Google Instant serves up search-results pages as you type, trying to predict what you're looking for. Basically, it's an extension of Google Suggest. Whereas Suggest suggested possible searches, Instant suggests entire results pages. In certain countries, Google Instant is now the default search engine if you're signed into a Google account — though you do have the power to turn it off.
According to Marin's report, Google ad impressions increased 9.31 per cent in the two weeks following Instant's September 8 launch. Marin senior product marketing manager Gagan Kanwar tells The Register that Marin's data came directly from Google AdWords, so these are impressions as Google now defines them. Because Instant refreshes results so quickly — a new page may appear with each letter you type — Google says that a results page is only considered an impression if stays there for three seconds or if the user hits the search button or actually clicks on a search suggestion or a link.

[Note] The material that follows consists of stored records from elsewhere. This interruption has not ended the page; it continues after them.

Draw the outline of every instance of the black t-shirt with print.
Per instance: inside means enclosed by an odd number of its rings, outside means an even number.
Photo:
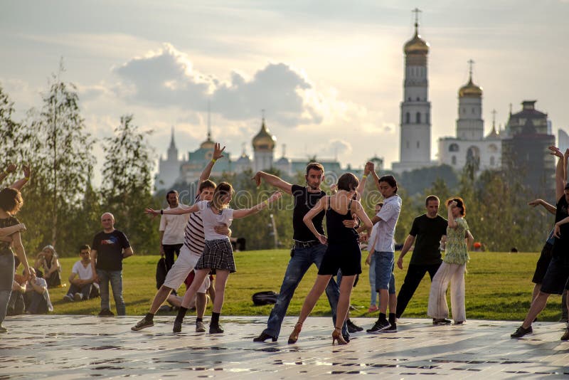
[[[316,236],[308,229],[302,218],[311,209],[316,206],[318,200],[326,195],[326,193],[322,191],[311,193],[307,187],[299,185],[292,185],[292,196],[294,197],[294,209],[292,211],[292,228],[294,230],[292,238],[297,241],[315,241],[317,240]],[[312,219],[316,230],[322,234],[324,233],[322,228],[322,219],[324,218],[324,211],[322,211]]]
[[[127,236],[119,230],[101,231],[93,238],[92,249],[97,250],[97,269],[122,270],[122,250],[130,246]]]
[[[415,248],[411,256],[411,264],[430,265],[442,262],[439,242],[443,235],[447,234],[447,219],[437,215],[429,218],[423,214],[413,220],[409,235],[415,236]]]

As impressions rose, according to the Marin report, paid clicks also increased — which only stands to reason. "As impressions go up, it's not entirely unnatural for clicks to go up," Kanwar says. With impressions up 9.31 per cent, Marin saw a 5.63 per cent jump in the number of times users actually clicked on an ad. So, clicks didn't grow as much as impressions, but they grew nonetheless.
This also shows that Google's revenue didn't grow as much as clicks. The average cost-per-click rate, according to Marin, dropped by 3.47 per cent.
Marin argues that "advertisers are now getting more value for their money as a result of Google Instant." But this is somewhat misleading. Google advertisers pay for each click, but a click may not actually lead to anything worthwhile. "We don't know how conversions changed during this time," says Kanwar. And the drop in cost-per-click is likely temporary.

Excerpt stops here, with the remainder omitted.